A Teacher’s Journey to Flipped Learning – Steve Kelly

Steve Kelly is a long-term maths and science teacher from Michigan who held the keynote speech at #icmbeyond16 (see this background informations and the recording of the keynote).


„The most important part is what you do in the clasroom, not the video.“ 


Is inverted learning the answer?

Steve doesn’t believe everything that’s shiny and new is the solution, but his experience showed that students improved tremendously. He saw huge academic improvements and changes in passion for learning in his students.


Why should we do it?


Because we’ll have more time for differentiation in class. When we’re actually in class, we’ll have time for smaller groups and for individuals.

Should you spend ages on editing your video?

Absolutely not. Flipped classroom is not about the videos, it’s about the time you get with your students in class. „Teachers forget about the meat and potatoes part“ – the content is what really matters. The videos don’t have to be long, they actually should be short so that students watch them.

Do you have to be an island?

Collaboration is key. Steve Kelly works with a partner – he’s convinced it’s time we share our best practices. Millions of teachers are creating the same thing – what happened if instead, we worked together?

Most common questions:

Should you flip every lesson?  No! If there’s something that works really well, keep it. Rewind and watch it again! Tell the kids to rewind in the video!

What if the students don’t watch the video?Make their life painful! 😀 They’ll do it once and twice, but it’s rare they do it a third time – create the learning atmosphere where they want the knowledge.

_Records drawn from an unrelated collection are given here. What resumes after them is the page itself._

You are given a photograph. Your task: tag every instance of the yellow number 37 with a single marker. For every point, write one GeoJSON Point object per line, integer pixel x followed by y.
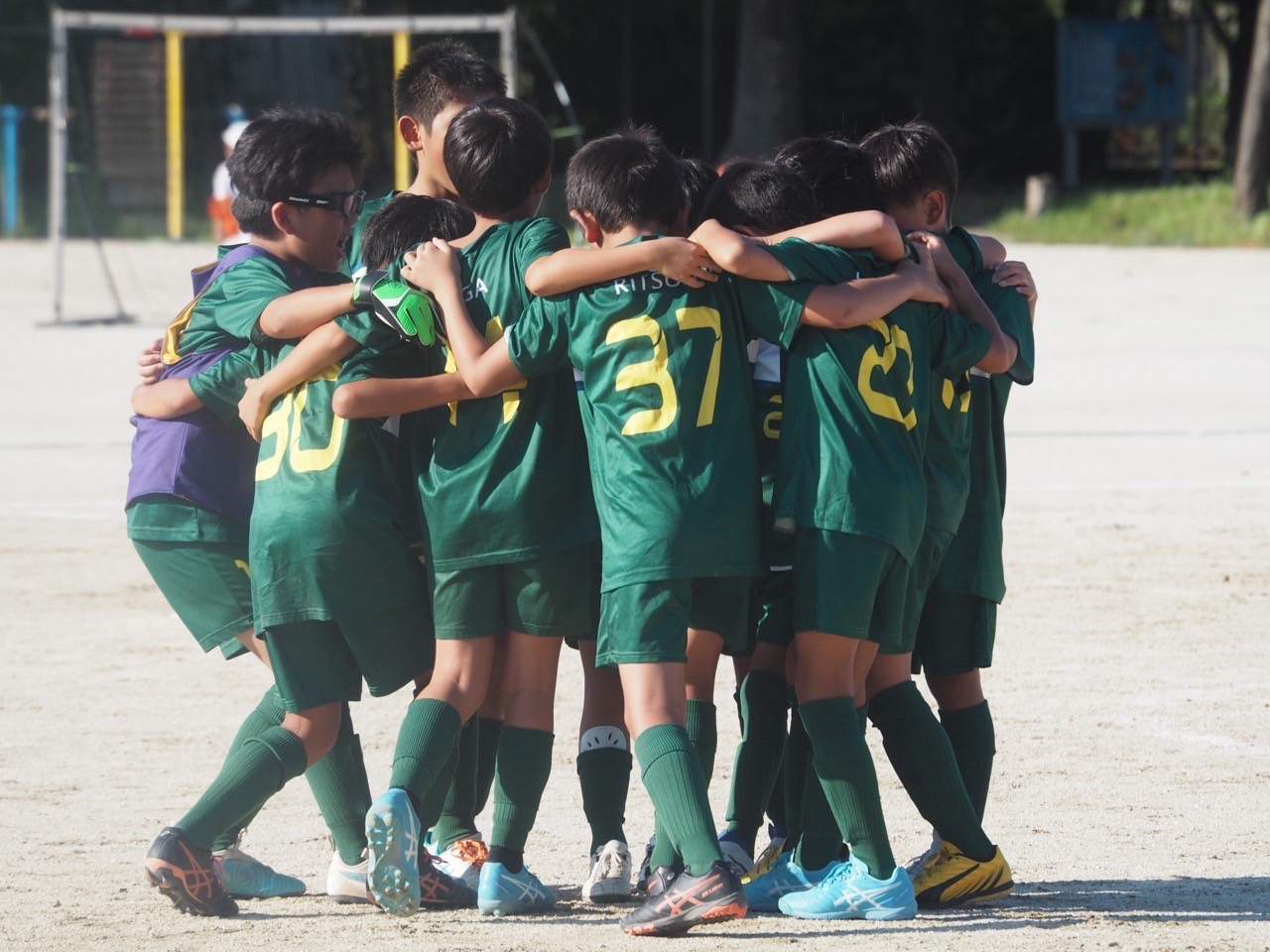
{"type": "Point", "coordinates": [654, 373]}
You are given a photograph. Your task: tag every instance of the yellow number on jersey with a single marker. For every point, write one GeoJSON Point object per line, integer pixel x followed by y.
{"type": "Point", "coordinates": [654, 372]}
{"type": "Point", "coordinates": [772, 420]}
{"type": "Point", "coordinates": [284, 424]}
{"type": "Point", "coordinates": [884, 404]}
{"type": "Point", "coordinates": [645, 373]}
{"type": "Point", "coordinates": [951, 395]}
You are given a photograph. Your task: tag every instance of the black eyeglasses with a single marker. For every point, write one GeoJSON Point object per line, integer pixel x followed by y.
{"type": "Point", "coordinates": [347, 203]}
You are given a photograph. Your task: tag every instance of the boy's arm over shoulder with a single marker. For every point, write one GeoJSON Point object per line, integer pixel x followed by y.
{"type": "Point", "coordinates": [873, 230]}
{"type": "Point", "coordinates": [166, 399]}
{"type": "Point", "coordinates": [485, 368]}
{"type": "Point", "coordinates": [300, 312]}
{"type": "Point", "coordinates": [966, 302]}
{"type": "Point", "coordinates": [738, 254]}
{"type": "Point", "coordinates": [993, 252]}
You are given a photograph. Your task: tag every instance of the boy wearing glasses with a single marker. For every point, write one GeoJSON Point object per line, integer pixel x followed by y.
{"type": "Point", "coordinates": [190, 493]}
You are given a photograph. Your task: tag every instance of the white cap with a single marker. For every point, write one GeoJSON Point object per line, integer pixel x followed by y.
{"type": "Point", "coordinates": [232, 132]}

Do they need to watch it at home? No! You can put the videos on DVDs, use the public library and school computers.

Do you need videos to flip your classroom? No – you can use audio files as well or get students to read a piece of poetry as preparation.

Should I make my own videos? Absolutely! Students want to see their teacher, especially young learners. Parents want to see you. You can even have the students make the videos for their parents.

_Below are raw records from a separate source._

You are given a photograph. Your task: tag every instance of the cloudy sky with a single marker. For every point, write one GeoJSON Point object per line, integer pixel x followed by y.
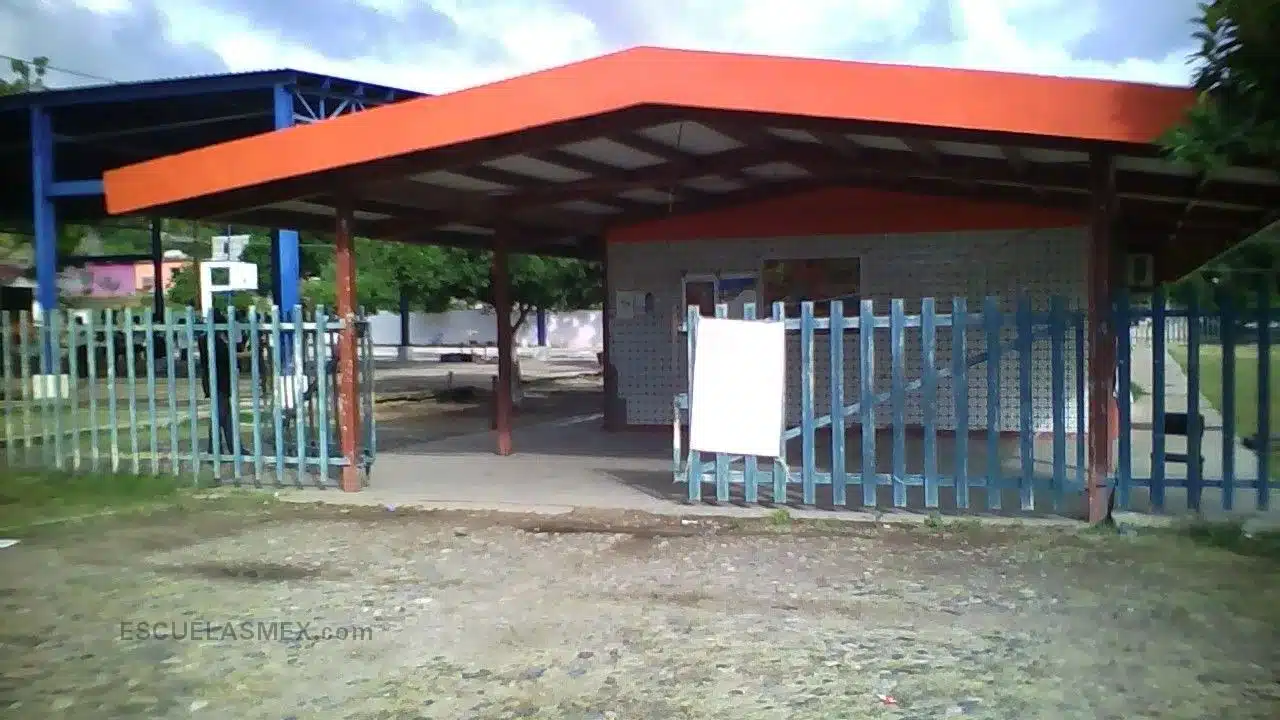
{"type": "Point", "coordinates": [443, 45]}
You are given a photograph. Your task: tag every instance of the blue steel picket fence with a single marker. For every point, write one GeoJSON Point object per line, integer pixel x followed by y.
{"type": "Point", "coordinates": [1233, 335]}
{"type": "Point", "coordinates": [122, 392]}
{"type": "Point", "coordinates": [1043, 466]}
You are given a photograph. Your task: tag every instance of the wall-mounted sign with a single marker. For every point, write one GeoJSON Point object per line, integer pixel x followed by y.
{"type": "Point", "coordinates": [736, 400]}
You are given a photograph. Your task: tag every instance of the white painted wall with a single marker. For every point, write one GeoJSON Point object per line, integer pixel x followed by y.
{"type": "Point", "coordinates": [580, 329]}
{"type": "Point", "coordinates": [650, 356]}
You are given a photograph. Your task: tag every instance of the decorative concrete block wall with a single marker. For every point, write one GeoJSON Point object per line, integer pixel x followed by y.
{"type": "Point", "coordinates": [649, 352]}
{"type": "Point", "coordinates": [579, 329]}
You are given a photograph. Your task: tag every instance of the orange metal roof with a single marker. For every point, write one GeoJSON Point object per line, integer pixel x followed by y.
{"type": "Point", "coordinates": [1088, 110]}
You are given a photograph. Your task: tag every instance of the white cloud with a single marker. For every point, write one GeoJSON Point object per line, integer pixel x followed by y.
{"type": "Point", "coordinates": [498, 39]}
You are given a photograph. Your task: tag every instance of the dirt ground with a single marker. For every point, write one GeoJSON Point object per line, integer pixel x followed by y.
{"type": "Point", "coordinates": [378, 614]}
{"type": "Point", "coordinates": [411, 419]}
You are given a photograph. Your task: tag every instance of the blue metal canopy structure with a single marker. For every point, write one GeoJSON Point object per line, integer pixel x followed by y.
{"type": "Point", "coordinates": [56, 144]}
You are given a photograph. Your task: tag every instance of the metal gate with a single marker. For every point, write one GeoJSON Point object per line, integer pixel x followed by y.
{"type": "Point", "coordinates": [1014, 377]}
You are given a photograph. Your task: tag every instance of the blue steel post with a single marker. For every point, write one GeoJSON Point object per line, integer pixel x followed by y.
{"type": "Point", "coordinates": [284, 244]}
{"type": "Point", "coordinates": [45, 220]}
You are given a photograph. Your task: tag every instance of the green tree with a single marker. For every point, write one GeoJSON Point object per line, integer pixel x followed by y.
{"type": "Point", "coordinates": [1237, 114]}
{"type": "Point", "coordinates": [1235, 121]}
{"type": "Point", "coordinates": [387, 269]}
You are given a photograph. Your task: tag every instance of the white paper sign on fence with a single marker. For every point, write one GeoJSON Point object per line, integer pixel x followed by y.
{"type": "Point", "coordinates": [739, 387]}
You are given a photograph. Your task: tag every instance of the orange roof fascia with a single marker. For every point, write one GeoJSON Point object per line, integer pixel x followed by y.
{"type": "Point", "coordinates": [974, 100]}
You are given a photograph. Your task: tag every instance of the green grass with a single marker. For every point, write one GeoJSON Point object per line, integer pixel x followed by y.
{"type": "Point", "coordinates": [32, 497]}
{"type": "Point", "coordinates": [1247, 391]}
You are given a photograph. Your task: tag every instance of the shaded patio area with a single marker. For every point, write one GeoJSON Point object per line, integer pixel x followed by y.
{"type": "Point", "coordinates": [572, 463]}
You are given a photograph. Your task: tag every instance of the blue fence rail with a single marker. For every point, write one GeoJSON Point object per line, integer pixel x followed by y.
{"type": "Point", "coordinates": [978, 408]}
{"type": "Point", "coordinates": [242, 399]}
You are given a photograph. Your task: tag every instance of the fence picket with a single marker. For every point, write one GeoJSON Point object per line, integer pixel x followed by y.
{"type": "Point", "coordinates": [278, 395]}
{"type": "Point", "coordinates": [210, 361]}
{"type": "Point", "coordinates": [808, 438]}
{"type": "Point", "coordinates": [53, 383]}
{"type": "Point", "coordinates": [192, 405]}
{"type": "Point", "coordinates": [41, 390]}
{"type": "Point", "coordinates": [752, 465]}
{"type": "Point", "coordinates": [321, 354]}
{"type": "Point", "coordinates": [897, 402]}
{"type": "Point", "coordinates": [781, 474]}
{"type": "Point", "coordinates": [929, 399]}
{"type": "Point", "coordinates": [960, 396]}
{"type": "Point", "coordinates": [297, 391]}
{"type": "Point", "coordinates": [1264, 436]}
{"type": "Point", "coordinates": [992, 323]}
{"type": "Point", "coordinates": [867, 379]}
{"type": "Point", "coordinates": [10, 437]}
{"type": "Point", "coordinates": [233, 383]}
{"type": "Point", "coordinates": [695, 458]}
{"type": "Point", "coordinates": [172, 386]}
{"type": "Point", "coordinates": [1025, 402]}
{"type": "Point", "coordinates": [255, 350]}
{"type": "Point", "coordinates": [1157, 401]}
{"type": "Point", "coordinates": [836, 365]}
{"type": "Point", "coordinates": [1121, 320]}
{"type": "Point", "coordinates": [91, 347]}
{"type": "Point", "coordinates": [1079, 405]}
{"type": "Point", "coordinates": [1194, 432]}
{"type": "Point", "coordinates": [1057, 369]}
{"type": "Point", "coordinates": [1228, 338]}
{"type": "Point", "coordinates": [132, 378]}
{"type": "Point", "coordinates": [113, 427]}
{"type": "Point", "coordinates": [73, 391]}
{"type": "Point", "coordinates": [154, 420]}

What if I don’t have screen capture software? You can use your smartphone!

Why does it take me five hours to make a video? At the beginning, they’re not amazing. Get used to it.



Q1: What are the 3 most common mistakes that teachers make when they start flipping?

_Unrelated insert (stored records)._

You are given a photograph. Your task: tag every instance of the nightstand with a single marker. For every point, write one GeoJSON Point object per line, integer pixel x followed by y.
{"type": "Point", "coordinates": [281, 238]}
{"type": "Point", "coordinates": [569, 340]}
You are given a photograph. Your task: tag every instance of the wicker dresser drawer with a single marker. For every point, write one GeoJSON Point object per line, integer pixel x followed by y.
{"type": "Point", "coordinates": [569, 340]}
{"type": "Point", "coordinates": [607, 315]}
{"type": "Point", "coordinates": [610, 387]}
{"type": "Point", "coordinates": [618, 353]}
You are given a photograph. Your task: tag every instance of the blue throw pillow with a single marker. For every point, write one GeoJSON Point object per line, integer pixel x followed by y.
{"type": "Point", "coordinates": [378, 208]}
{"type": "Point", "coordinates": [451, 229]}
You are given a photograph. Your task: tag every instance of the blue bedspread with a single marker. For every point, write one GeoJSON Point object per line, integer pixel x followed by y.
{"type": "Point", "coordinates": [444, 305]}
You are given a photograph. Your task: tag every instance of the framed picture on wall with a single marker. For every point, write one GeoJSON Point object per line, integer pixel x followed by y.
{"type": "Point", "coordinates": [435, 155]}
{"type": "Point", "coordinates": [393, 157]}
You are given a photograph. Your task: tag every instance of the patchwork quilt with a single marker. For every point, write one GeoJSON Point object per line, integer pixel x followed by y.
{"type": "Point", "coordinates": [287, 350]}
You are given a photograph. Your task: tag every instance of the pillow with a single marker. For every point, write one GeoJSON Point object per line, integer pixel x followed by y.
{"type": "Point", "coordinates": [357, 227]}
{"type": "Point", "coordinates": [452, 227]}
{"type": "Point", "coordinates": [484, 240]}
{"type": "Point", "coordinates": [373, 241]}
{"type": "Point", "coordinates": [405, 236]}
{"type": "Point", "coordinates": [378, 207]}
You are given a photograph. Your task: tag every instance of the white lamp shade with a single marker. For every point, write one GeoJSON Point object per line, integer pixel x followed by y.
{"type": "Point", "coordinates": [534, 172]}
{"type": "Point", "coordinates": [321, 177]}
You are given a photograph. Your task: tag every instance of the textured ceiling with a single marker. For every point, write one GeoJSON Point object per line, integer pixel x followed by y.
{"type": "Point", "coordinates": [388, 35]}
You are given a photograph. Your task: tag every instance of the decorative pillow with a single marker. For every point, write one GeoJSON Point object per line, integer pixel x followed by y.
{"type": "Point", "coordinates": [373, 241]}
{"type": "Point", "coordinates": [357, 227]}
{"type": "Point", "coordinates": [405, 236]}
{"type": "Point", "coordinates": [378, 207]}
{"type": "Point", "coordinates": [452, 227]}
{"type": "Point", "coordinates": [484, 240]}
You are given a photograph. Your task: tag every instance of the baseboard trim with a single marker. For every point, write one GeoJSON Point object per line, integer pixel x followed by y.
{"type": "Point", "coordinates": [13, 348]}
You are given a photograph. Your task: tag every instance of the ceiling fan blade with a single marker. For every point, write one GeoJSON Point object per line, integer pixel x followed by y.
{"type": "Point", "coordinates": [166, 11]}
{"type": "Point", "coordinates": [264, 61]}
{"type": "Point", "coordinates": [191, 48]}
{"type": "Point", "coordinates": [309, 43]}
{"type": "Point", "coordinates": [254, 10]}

  1. Don’t get hung up on a video. Get it done, figure out how to make it better in the future.
  2. Don’t take more than you’re capable of taking up – be smart about what you do and how much you do.
  3. Don’t change for the sake of change – just because it’s the latest thing doesn’t mean it’s awesome. If you were a crummy teacher before, you’re gonna be a crummy teacher if you flip your lesson.

Q2: Does it have a negative effect on handwriting/notetaking?

Notetaking is important. Pause the video to finish the note. On the video, the teacher tells you: Watch that part again. You’re gonna need it, write it down. “What the hand writes, the mind remembers”. Thinking, working and scribbling are still important.

Q3: What do you do in the lesson?

Whatever you have time to create. Steve says he tries to address different learning styles. So the advantage is that we can try to adress different levels.


Play phase is very important. Students get a question in class. The anger level escalates if they can’t solve the question. You can also have a traditional homework day. Practice time is quality time in class. Students ask questions and spend valuable time with the teacher and other peers who are quicker.